Don't knock knowledge

Kevin Fong says the experiments at Cern represent science at its finest

September 18, 2008

Sometime last week my radio alarm turned itself on and I found myself waking to the sound of some bloke burbling on about how we shouldn't be wasting money on blue-skies science research and how we should be spending it on solving problems like global warming.

I wondered, transiently, how I had managed to tune in to this fountain of vox pop nonsense before realising, to my utter horror, that the voice belonged to Professor Sir David King, one-time chief scientific adviser to the Government.

Professor King was speaking on Radio 4 in his capacity as the president of the British Association for the Advancement of Science and was precising his opening speech to this year's conference.

The gist of Professor King's interview, if I understood it correctly, was that science and scientists in the 21st century should stop messing about with fundamental questions around Life, The Universe and Everything, and focus upon the more worthy task of saving the planet.

The British science community is only just beginning to emerge from the mushroom cloud and crater left by the big science budget cuts of the mid-1980s.

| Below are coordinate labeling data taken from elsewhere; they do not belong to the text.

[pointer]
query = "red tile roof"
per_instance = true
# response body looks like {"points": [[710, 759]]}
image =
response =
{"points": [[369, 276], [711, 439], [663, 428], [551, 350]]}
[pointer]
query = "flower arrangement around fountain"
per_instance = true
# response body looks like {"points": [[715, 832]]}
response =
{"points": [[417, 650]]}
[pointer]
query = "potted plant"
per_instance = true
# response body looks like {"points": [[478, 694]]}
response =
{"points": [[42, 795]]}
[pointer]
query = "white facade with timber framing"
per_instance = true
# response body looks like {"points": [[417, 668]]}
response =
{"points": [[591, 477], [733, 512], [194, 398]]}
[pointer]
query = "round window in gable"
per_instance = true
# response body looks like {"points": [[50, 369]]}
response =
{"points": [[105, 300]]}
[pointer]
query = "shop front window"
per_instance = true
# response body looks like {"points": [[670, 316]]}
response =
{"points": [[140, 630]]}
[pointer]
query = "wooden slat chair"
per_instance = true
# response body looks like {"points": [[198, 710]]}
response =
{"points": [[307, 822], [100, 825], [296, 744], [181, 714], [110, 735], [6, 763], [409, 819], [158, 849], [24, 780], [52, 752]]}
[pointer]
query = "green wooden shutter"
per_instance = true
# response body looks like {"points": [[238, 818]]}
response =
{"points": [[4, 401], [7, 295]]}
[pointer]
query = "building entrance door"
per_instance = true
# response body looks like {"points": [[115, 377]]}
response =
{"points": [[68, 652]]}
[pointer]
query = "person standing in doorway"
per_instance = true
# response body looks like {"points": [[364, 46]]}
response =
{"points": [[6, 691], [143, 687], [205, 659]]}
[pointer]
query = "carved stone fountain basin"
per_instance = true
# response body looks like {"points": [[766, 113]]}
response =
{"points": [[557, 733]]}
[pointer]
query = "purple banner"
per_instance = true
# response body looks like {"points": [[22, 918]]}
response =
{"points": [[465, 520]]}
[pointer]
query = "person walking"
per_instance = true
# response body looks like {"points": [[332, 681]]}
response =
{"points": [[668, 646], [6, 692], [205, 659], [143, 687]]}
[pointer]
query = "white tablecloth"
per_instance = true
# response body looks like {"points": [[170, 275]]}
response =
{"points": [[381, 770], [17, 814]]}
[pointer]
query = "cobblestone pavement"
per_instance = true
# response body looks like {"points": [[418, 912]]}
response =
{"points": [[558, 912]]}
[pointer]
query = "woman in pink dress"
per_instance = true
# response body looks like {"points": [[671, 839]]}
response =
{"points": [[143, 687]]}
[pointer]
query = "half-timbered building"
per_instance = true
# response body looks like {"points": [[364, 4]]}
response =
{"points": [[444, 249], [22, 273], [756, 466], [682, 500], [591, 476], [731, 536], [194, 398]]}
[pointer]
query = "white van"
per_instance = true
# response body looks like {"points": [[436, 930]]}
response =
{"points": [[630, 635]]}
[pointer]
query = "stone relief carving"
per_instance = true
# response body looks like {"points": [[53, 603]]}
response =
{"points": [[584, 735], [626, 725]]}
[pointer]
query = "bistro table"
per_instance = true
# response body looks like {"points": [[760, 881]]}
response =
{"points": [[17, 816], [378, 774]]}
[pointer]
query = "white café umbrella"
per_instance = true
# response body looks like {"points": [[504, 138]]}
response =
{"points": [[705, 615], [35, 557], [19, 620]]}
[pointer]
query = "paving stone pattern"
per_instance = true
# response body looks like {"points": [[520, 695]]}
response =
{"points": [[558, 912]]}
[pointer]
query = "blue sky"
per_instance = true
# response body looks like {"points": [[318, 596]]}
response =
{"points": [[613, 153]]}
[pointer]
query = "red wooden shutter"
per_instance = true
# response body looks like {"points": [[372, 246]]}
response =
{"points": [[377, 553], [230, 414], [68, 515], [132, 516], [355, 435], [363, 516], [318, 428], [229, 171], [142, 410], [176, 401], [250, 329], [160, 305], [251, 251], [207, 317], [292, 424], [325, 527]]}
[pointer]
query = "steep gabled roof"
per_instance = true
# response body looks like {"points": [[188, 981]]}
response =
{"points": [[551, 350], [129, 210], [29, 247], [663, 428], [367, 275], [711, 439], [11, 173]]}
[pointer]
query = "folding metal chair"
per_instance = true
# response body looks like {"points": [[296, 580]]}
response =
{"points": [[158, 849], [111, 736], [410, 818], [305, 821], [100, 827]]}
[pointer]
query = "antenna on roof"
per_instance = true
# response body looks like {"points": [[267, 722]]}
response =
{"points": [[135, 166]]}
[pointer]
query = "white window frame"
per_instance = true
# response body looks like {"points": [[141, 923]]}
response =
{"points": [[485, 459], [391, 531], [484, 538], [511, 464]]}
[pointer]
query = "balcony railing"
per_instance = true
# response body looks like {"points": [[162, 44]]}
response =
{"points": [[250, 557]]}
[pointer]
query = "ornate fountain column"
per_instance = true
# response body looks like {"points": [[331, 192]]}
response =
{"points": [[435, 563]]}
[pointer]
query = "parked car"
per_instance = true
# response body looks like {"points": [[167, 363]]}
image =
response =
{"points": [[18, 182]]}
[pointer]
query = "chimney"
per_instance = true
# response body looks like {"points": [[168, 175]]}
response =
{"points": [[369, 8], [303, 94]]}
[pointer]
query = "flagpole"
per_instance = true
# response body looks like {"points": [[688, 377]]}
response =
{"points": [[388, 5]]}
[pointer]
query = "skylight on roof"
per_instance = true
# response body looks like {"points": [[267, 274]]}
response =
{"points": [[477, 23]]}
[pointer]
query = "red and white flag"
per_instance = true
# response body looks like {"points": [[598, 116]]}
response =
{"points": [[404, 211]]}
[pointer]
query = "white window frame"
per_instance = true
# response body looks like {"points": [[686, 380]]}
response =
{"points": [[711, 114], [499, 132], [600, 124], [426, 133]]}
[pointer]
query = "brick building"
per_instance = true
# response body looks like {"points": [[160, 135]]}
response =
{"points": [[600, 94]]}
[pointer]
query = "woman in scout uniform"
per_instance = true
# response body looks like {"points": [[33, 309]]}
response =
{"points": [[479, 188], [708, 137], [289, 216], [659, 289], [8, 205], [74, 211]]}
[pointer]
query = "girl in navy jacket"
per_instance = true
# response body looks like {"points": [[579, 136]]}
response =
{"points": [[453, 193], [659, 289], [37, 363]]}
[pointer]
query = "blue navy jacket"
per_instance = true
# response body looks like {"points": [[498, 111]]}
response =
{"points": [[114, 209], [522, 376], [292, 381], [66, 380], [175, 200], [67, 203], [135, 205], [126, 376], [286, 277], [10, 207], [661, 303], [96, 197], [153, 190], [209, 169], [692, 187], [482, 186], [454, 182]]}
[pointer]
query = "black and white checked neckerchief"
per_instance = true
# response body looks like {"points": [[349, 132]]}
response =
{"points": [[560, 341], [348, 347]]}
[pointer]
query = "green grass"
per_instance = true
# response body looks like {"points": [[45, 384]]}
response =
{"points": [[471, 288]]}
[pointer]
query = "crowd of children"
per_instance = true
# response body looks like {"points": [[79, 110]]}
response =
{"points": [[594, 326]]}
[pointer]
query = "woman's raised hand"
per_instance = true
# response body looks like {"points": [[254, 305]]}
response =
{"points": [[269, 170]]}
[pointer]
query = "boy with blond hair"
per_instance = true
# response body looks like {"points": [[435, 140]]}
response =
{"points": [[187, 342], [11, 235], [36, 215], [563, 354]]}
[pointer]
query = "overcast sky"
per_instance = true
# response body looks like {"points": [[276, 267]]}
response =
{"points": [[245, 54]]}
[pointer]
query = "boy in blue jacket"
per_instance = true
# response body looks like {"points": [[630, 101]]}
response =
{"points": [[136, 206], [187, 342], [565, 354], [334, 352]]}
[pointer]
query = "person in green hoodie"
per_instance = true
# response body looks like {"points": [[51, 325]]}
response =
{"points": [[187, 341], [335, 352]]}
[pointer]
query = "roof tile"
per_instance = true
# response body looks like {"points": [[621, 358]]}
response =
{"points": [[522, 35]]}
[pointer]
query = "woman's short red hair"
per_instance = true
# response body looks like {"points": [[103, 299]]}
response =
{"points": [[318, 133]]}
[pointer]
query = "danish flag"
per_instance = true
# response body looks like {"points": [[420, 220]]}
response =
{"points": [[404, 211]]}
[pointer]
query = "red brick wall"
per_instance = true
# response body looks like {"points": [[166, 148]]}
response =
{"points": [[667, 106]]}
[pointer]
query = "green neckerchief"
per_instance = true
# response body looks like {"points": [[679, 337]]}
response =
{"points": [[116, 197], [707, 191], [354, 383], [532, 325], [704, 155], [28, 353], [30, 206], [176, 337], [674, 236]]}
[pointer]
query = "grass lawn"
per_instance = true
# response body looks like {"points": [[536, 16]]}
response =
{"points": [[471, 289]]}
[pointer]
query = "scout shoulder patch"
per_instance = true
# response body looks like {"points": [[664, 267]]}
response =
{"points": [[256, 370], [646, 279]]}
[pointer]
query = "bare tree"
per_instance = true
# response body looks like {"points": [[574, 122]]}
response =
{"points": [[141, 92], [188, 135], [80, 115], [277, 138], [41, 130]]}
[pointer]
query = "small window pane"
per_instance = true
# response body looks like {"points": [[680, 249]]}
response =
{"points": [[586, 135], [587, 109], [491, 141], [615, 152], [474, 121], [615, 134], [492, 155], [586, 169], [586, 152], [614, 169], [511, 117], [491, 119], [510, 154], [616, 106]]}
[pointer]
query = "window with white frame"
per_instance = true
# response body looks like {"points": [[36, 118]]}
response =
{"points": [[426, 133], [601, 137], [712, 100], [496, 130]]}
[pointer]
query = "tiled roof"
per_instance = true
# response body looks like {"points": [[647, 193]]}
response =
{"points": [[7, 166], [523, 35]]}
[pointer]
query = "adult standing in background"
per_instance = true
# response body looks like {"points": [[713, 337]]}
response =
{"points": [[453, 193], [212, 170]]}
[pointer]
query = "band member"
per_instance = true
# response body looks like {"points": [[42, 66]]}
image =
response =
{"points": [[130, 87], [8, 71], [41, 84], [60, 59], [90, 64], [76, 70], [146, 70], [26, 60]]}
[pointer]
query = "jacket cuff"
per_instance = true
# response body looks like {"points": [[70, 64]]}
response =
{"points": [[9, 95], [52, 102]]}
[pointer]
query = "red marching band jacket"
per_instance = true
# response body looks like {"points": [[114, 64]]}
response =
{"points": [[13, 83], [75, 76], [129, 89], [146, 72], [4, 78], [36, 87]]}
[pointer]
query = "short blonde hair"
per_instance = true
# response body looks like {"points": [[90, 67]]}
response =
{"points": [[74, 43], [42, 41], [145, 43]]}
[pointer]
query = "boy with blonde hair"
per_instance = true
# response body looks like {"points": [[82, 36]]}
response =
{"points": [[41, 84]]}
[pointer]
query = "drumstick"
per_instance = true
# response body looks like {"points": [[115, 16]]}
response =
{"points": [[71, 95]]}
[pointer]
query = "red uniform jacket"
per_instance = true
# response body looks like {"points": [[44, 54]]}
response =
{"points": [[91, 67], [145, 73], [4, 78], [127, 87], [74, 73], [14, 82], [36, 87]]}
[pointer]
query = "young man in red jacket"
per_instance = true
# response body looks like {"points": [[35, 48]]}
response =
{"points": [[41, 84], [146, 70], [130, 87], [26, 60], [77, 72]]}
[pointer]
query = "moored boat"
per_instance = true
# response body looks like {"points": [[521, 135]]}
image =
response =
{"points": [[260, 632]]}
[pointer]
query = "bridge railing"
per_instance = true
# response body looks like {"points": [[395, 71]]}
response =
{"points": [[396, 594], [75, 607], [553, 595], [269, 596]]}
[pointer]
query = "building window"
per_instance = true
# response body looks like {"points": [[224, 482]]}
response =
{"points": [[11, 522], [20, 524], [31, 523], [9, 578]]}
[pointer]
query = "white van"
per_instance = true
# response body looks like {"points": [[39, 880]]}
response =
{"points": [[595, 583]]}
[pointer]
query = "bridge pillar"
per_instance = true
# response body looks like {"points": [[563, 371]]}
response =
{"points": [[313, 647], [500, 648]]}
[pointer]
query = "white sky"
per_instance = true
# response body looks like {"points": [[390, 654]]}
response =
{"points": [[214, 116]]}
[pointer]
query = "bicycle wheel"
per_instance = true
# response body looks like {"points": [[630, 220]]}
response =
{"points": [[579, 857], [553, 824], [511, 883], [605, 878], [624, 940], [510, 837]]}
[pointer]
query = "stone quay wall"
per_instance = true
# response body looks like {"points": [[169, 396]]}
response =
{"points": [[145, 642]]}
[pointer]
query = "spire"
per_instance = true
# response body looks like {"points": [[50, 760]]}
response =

Our participation in international projects such as the Large Hadron Collider is allowing us once more to make science what it should be at its best: bold, audacious and extreme.

It has taken 20 years or so to persuade the Government to relinquish the idea that the only good science is science that makes a profit. And so this notion - that we are wasting money on space exploration and particle physics when there are more immediate problems to address around the globe - comes as a bit of a blow.

Don't get me wrong: in the league table of noble causes, saving the world has got to be right up there. But, as far as I can tell, this is not what science is set up to do and historically this is not how things have ever worked.

Nobody asked Newton how understanding the motions of celestial bodies might avoid the endless warring that ravaged 17th-century Europe. Nor did anyone inquire of Hawking how the Big Bang could help avert the housing crash of the early 1990s. Nor, for that matter, was Darwin asked how evolution was helping with the price of fish.

To state that the science community should focus its attention solely upon the practical problems of the world, rather than mess around with fundamental science, is to suggest that the myriad global ills are somehow its fault - that if the boffins weren't getting so excited about matters of seemingly trivial relevance, if they turned their attention to building something useful for a change, the world would be a cooler and less hungry place.

Worse still, it lets Government and society in general dodge responsibility and pretend that the problem belongs to someone else.

Now that is not to say that science does not have a role to play; on the contrary, it has a pretty good track record in making contributions that have improved the lot of mankind. But none of this happened in a directed fashion, and where science has done a great deal of good it has done so mostly serendipitously. The discovery of penicillin, for example, or X-ray imaging were happy accidents whose seed found fertile soil in the minds of people with scientific training.

Had Professor King lived in earlier times - had he advised those in power around 150 years earlier - he would surely have campaigned for a more direct approach to the problems that were apparent in the middle of the 19th century. He might have taken the likes of Swedish Nobel Laureate Svante Arrhenius to task for his esoteric investigation of the origin of the prehistoric ice ages. He might have suggested that John Tyndall stop climbing mountains and refrain from his pursuit of the discipline of geology.

And yet the work of Arrhenius and Tyndall forms the foundation on which much of our under-standing of global warming in the 21st century is built. Back then, nobody could have possibly have known how important this work would prove to be. After all, they had no crystal ball with which to peer into the future. But that's the point, isn't it? Neither do we.

Professor King suggests that the imperative to focus on immediate problems arises from the unique challenges we face in the century to come. But the problems of this century are in many ways the same as those of the last - only more so.

The globe has been warming and the population exploding for more than 100 years. But it took a bunch of esoteric, self-indulgent scientists of the type Sir David is suggesting we do away with to wake us up to those facts.

Why do we spend money on space exploration and particle physics? It's not a bad question and there are plenty of good answers. But let's start with a better one. Why, when the Government talks repeatedly of the importance of science and the supply of scientists to the economy, does science and the funding of scientific research occupy such a minor position on the totem pole of political and budgetary priorities?

Or why does a former chief government scientist, at a time of crisis for the science community and world alike, choose to circle his wagons, form a stockade and shoot inward rather than out?

The Latin verb "scire" forms part of the etymological root of the word science. It means "to know", not "to profit" or "to solve" or "to save". The best thing that science can do at the start of this new and uncertain century is what it has always done: continue to ask questions, generate knowledge and pursue programmes that inspire and deliver the coming generations of scientists that our society will need, whatever the future holds.